Source-sink models analyze population survival in terms of the balance between reproduction and death within a seasonal cycle. Such models are strictly related to habitat quality and, consequently, to the patterned landscape (Pulliam 1988,
Fig. 1.2 Some relevant theories and models incorporated in the disciplinary body of landscape ecology
1996). Recently, such models have been extended conceptually to estimate the quality of the environment and nonreproductive traits of species, like migration and over-wintering (Farina, unpublished).
To link ecosystems and habitats, the ecotone paradigm seems a very promising approach. Ecotones have received a lot of attention in recent decades, and their importance for energy distribution and the movement/distribution of organisms across a mosaic has been emphasized (Farina 1995). Ecotones are emergent characteristics of mosaic heterogeneity, and exist across spatial and temporal scales. They are species-specific and represent the position in the space-time context in which a particular organism perceives changes in environmental properties.

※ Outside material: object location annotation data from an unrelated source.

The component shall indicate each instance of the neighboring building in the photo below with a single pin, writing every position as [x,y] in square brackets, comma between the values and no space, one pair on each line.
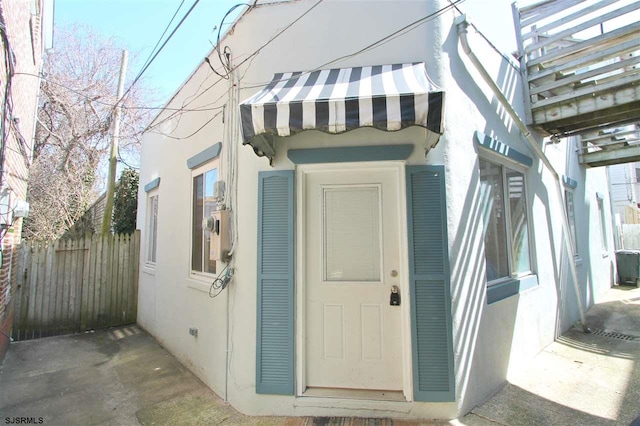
[26,30]
[388,244]
[624,181]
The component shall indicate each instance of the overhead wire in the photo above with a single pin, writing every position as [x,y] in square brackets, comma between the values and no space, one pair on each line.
[256,52]
[113,105]
[163,33]
[142,71]
[407,28]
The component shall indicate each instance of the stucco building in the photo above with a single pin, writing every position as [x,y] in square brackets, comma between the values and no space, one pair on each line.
[389,244]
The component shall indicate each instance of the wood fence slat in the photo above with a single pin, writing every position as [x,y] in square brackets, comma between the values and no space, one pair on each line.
[91,283]
[108,256]
[58,286]
[79,275]
[24,319]
[86,266]
[66,293]
[99,281]
[134,285]
[20,283]
[126,279]
[40,288]
[46,302]
[75,285]
[71,253]
[122,274]
[115,281]
[33,279]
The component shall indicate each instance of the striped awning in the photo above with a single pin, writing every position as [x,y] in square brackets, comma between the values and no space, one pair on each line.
[387,97]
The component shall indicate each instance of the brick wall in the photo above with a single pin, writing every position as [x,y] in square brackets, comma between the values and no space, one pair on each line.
[23,27]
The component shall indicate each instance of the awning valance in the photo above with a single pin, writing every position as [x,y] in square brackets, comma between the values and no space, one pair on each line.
[387,97]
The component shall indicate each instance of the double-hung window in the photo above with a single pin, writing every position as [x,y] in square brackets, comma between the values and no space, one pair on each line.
[203,204]
[152,228]
[506,226]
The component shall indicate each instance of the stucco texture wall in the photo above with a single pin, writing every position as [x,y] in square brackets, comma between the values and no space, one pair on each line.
[489,340]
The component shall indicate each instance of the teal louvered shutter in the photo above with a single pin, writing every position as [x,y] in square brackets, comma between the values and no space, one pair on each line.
[431,334]
[275,317]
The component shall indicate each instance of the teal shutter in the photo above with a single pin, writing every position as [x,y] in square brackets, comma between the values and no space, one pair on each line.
[275,333]
[433,374]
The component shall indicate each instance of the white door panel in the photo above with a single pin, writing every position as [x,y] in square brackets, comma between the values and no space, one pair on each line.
[352,246]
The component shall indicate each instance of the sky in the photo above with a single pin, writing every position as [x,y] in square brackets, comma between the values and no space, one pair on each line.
[138,24]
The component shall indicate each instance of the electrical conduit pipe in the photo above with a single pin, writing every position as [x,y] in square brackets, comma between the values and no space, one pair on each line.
[462,24]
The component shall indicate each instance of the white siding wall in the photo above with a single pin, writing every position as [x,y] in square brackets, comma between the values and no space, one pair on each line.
[488,340]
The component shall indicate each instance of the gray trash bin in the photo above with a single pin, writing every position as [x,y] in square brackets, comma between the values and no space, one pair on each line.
[628,262]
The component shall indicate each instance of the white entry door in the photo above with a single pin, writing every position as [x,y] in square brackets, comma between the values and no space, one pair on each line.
[352,260]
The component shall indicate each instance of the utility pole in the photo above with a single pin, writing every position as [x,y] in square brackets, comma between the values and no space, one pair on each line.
[113,158]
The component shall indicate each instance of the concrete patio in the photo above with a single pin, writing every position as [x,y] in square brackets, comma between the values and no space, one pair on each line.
[123,377]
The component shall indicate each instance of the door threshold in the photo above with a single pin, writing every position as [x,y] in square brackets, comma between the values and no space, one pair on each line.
[370,394]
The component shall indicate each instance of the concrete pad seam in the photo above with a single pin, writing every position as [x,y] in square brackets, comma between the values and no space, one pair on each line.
[487,419]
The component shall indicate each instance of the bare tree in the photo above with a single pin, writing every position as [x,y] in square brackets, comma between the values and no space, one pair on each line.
[77,99]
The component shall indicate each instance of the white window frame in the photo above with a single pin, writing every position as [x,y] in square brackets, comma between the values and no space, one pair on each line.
[202,170]
[498,161]
[151,249]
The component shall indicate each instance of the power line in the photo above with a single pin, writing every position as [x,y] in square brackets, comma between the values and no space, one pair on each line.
[163,33]
[407,28]
[113,105]
[381,41]
[135,80]
[256,52]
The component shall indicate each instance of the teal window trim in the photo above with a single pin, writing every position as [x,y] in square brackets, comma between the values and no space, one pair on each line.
[350,154]
[204,156]
[569,183]
[502,149]
[152,185]
[510,287]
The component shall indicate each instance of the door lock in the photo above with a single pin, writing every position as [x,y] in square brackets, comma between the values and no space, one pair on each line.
[395,296]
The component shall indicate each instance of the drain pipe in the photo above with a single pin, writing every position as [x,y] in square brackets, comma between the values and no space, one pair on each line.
[462,25]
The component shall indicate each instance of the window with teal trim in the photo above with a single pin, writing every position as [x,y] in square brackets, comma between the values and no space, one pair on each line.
[505,216]
[203,205]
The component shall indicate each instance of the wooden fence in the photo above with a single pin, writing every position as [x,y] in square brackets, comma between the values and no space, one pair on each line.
[69,286]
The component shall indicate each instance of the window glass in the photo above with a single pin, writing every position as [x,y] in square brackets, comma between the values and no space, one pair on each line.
[152,228]
[351,234]
[571,216]
[495,236]
[203,205]
[603,229]
[210,178]
[196,239]
[521,259]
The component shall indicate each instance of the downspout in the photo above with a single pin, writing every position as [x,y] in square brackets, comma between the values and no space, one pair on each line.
[462,24]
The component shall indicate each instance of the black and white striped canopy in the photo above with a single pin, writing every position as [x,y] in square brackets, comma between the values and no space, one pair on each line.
[387,97]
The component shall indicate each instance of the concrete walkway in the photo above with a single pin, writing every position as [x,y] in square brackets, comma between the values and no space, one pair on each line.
[123,377]
[581,379]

The ecotone paradigm can describe processes as well as environmental constraints on organisms. The capacity to extend such a paradigm throughout landscape ecology emphasizes the importance of linking ecosystems to functional landscapes. Ecotones represent the border between suitable and unsuitable habitat, delimiting in addition the safe area from the unsafe area. This paradigm is useful for describing pathways between different systems, as well as the degree of hostility of a patch in a habitat matrix (Wiens et al. 1985). Ecotone principles can explain part of the environmental complexity that is realized when different ecosystems are connected, and, consequently, it seems right to measure the ascendency properties of these systems (Ulanowicz 1997). At the same time, the ecotone paradigm can be used to evaluate the complexity of animal movements and their reluctance in crossing different environmental mosaics. Behavioral ecology (Wiens 1999) and cognitive ecology (Real 1993) could contribute to this paradigm.